I ended up compressing this into "(2) Will compute be a major bottleneck to the software intelligence explosion?" but that loses the technicalities above. So maybe a better way to phrase this is "(2) To what extent will compute be a bottleneck to the software intelligence explosion?"

Pawel Jozefiak's avatar

The distinction between algorithmic progress and data quality improvement is crucial and almost nobody makes it clearly.

What struck me: if most measured "software progress" comes from better data rather than breakthrough architectures, then the compounding story changes completely. Data improvements have diminishing returns. Architectural innovations might not.

The DeepSeek example is interesting precisely because it's unclear which driver did the heavy lifting. Was it genuinely novel architecture or just better training data curation at scale?

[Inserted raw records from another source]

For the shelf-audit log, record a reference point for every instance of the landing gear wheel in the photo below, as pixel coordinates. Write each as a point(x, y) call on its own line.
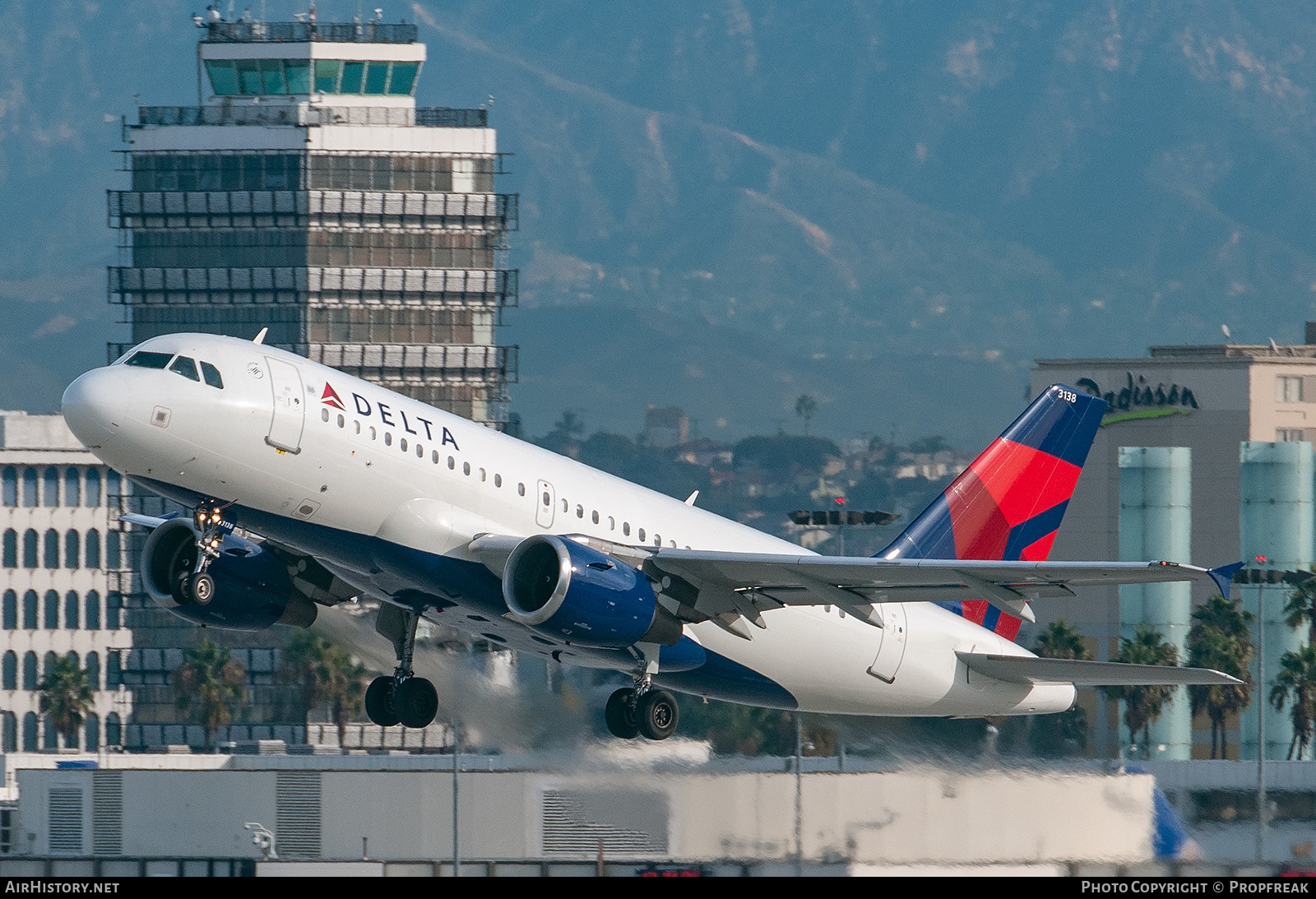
point(416, 702)
point(379, 703)
point(202, 589)
point(657, 714)
point(182, 590)
point(620, 714)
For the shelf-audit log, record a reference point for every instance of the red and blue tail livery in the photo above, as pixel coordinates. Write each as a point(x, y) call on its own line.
point(1010, 502)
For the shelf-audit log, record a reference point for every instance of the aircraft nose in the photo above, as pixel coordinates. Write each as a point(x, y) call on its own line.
point(91, 405)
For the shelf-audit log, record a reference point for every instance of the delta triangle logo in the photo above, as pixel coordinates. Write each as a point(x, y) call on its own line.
point(331, 398)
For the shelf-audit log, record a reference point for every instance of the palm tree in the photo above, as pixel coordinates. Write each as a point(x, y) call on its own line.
point(1059, 640)
point(65, 697)
point(1296, 684)
point(1221, 640)
point(1050, 734)
point(1300, 607)
point(326, 675)
point(210, 686)
point(1144, 704)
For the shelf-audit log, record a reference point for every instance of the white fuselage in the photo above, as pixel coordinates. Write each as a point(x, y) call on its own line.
point(390, 467)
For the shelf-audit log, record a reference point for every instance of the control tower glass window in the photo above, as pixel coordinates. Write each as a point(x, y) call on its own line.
point(285, 76)
point(405, 76)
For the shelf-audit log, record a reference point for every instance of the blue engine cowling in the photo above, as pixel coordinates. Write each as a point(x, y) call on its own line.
point(572, 592)
point(252, 586)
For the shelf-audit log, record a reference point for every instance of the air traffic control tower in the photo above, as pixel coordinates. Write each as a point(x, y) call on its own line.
point(308, 194)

Would love to see this analysis extended to code-specific models where the training data quality question is even murkier.

Anson Ho's avatar

>Would love to see this analysis extended to code-specific models where the training data quality question is even murkier.

Interesting, why is it murkier for code-specific models?

Klement Gunndu's avatar

Your point about "This post is part of Epoch AI’s Gradient Updates newsletter, which shares more opinionated or informal takes on big ques" resonates with what I've been seeing in production systems. The gap between the theory and what actually ships is where most teams struggle, especially around reliability.

Soren Vale's avatar

One implication of the data-vs-algorithms distinction is that it changes where the moat lives. If a lot of measured “software progress” is really better data pipelines, filtering, synthetic data, and post-training environments, then the strategic bottleneck shifts away from model architecture alone and toward who can operationalize those feedback loops inside a trusted production shell. That makes the story feel less like pure research progress and more like systems/control-plane competition.